As we walked away, we heard Dad say, “Yes, Charlie, the day after we arrived. It was raining so hard you could hardly see. If you’ll put in the claim, I’ll bring the car in when I come back to town in a couple of weeks.”
Charlie was our insurance man.
We sat on the dock, and I ate my sandwich. Donny threw his in the lake.
We didn’t go into the village for the celebrations. Dad said he had a headache, but I think we all knew he didn’t want to have the car stopped with its crushed right fender.
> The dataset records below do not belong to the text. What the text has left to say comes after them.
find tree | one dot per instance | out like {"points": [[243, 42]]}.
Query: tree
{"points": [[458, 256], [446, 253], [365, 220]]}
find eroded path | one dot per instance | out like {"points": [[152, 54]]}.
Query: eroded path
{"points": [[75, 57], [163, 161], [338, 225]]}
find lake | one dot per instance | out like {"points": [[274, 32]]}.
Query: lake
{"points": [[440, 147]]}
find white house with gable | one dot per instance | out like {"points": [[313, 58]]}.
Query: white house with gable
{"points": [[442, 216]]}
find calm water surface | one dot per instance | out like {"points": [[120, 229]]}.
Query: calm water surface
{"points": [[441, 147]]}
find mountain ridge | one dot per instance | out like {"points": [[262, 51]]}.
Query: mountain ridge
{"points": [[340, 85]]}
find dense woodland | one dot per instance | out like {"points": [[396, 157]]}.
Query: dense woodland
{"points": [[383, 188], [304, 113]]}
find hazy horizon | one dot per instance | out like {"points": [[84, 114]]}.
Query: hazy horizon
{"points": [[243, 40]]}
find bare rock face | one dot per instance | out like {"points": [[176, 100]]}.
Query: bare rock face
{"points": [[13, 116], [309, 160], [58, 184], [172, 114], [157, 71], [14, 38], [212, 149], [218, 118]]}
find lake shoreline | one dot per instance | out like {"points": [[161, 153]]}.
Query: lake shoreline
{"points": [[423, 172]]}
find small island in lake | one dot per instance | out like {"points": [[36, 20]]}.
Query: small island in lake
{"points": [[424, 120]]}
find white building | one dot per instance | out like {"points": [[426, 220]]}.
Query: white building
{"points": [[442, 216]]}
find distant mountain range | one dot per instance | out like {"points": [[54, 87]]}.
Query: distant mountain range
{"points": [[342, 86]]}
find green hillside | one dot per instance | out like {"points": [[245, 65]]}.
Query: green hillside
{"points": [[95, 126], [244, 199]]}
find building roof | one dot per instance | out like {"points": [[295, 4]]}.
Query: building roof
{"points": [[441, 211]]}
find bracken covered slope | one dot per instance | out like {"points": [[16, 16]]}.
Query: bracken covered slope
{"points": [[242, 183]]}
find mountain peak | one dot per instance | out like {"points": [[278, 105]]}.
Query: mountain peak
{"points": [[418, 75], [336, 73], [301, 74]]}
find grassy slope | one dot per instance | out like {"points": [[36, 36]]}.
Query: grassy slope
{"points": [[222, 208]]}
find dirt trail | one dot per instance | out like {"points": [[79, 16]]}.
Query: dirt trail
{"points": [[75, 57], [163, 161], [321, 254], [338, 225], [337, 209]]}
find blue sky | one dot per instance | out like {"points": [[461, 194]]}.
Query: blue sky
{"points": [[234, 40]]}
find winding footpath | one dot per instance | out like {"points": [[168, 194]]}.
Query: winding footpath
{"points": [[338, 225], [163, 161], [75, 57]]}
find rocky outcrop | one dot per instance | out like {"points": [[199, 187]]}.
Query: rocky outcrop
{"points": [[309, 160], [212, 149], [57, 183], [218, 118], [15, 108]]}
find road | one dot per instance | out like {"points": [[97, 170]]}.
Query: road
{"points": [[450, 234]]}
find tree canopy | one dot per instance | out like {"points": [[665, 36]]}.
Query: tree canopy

Mom stretched out in a deck chair with a book, but she didn’t seem to be turning the pages very fast. I tried to get Donny to help me with a ship’s model I was building, but he really wasn’t interested. We could hear the fireworks over in Ostanga around ten p.m., and after that we all packed it in for the day.
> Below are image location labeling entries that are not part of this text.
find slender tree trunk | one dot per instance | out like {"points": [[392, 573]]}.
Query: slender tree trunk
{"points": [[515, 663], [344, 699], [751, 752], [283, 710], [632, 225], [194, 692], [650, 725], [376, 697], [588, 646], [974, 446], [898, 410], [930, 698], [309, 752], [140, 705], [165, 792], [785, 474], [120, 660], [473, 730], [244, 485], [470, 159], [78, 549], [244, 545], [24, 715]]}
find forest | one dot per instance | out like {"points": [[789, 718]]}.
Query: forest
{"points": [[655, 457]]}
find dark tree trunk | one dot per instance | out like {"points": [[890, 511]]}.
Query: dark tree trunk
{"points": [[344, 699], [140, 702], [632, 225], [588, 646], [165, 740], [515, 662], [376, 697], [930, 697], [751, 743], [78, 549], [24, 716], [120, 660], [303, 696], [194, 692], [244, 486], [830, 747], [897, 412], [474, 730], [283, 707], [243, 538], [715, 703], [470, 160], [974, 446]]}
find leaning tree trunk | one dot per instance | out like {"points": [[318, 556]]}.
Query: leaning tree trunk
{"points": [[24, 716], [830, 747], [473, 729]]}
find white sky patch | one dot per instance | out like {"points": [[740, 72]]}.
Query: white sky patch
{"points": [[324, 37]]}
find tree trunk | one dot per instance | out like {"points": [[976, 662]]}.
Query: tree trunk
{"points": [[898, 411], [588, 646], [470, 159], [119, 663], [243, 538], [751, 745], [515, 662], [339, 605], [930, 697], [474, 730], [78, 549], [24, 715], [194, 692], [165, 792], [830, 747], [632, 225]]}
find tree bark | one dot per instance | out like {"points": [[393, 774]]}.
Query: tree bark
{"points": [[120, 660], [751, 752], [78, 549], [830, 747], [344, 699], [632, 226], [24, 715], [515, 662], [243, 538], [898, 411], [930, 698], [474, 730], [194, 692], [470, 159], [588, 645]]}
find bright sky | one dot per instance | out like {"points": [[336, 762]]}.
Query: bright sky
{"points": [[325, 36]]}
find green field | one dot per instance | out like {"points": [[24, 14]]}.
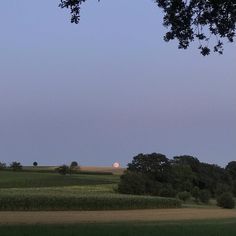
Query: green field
{"points": [[51, 191], [10, 179], [194, 228]]}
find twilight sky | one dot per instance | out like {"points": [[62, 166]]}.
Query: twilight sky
{"points": [[108, 88]]}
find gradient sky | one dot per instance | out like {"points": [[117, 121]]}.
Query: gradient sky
{"points": [[108, 88]]}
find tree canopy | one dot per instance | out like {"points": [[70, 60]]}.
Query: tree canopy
{"points": [[155, 174], [188, 20]]}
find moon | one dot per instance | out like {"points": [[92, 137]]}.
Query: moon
{"points": [[116, 165]]}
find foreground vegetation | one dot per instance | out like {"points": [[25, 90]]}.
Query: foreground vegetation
{"points": [[183, 177], [193, 228], [22, 179]]}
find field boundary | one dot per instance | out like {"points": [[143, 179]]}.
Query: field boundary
{"points": [[74, 217]]}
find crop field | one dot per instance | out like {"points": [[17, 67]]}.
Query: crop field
{"points": [[10, 179], [193, 228], [51, 191]]}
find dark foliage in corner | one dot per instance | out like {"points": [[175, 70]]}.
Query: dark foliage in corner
{"points": [[188, 20]]}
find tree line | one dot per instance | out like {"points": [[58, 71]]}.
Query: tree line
{"points": [[183, 176]]}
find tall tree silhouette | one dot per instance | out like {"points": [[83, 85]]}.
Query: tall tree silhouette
{"points": [[188, 20]]}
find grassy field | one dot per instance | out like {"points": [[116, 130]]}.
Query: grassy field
{"points": [[51, 191], [193, 228]]}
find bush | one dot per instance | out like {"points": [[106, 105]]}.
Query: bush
{"points": [[225, 200], [132, 183], [184, 196], [16, 166], [204, 196]]}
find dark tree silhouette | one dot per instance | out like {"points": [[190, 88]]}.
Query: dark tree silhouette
{"points": [[188, 20]]}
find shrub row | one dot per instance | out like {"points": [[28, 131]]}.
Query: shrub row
{"points": [[114, 202]]}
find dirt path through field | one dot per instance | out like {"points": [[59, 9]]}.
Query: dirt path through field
{"points": [[72, 217]]}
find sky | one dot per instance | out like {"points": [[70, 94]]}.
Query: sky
{"points": [[109, 88]]}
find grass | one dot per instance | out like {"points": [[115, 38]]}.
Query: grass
{"points": [[193, 228], [51, 191]]}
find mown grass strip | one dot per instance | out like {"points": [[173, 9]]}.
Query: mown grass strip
{"points": [[211, 228]]}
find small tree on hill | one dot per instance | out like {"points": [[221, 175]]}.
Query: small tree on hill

When I went in to go to bed, Donny was lying facing the wall. I didn’t think he was asleep, but he didn’t answer when I said his name, so I got undressed as quietly as I could.
Around midnight, something jerked me out of a deep sleep. It was Mom and Dad arguing. I guess they thought we would be too fast asleep to hear. Mom was mad at Dad for smashing the car on the gatepost and telling the insurance man he’d done it the day after we arrived.
“Don’t you realize you’ve taken away any chance now for him to go to the police?”
“But I thought you didn’t want him to confess and go into juvenile detention,” Dad said. “You sure as hell hung onto him when I said that might happen.”
“But we never really discussed it,” Mom said. “You just went off and did it. We should have phoned someone to find out if he really would be put in jail.”
“Like who?”
“Well, a lawyer, I suppose.” Mom sounded as if she was getting really mad. “Don’t you have lawyers on staff?”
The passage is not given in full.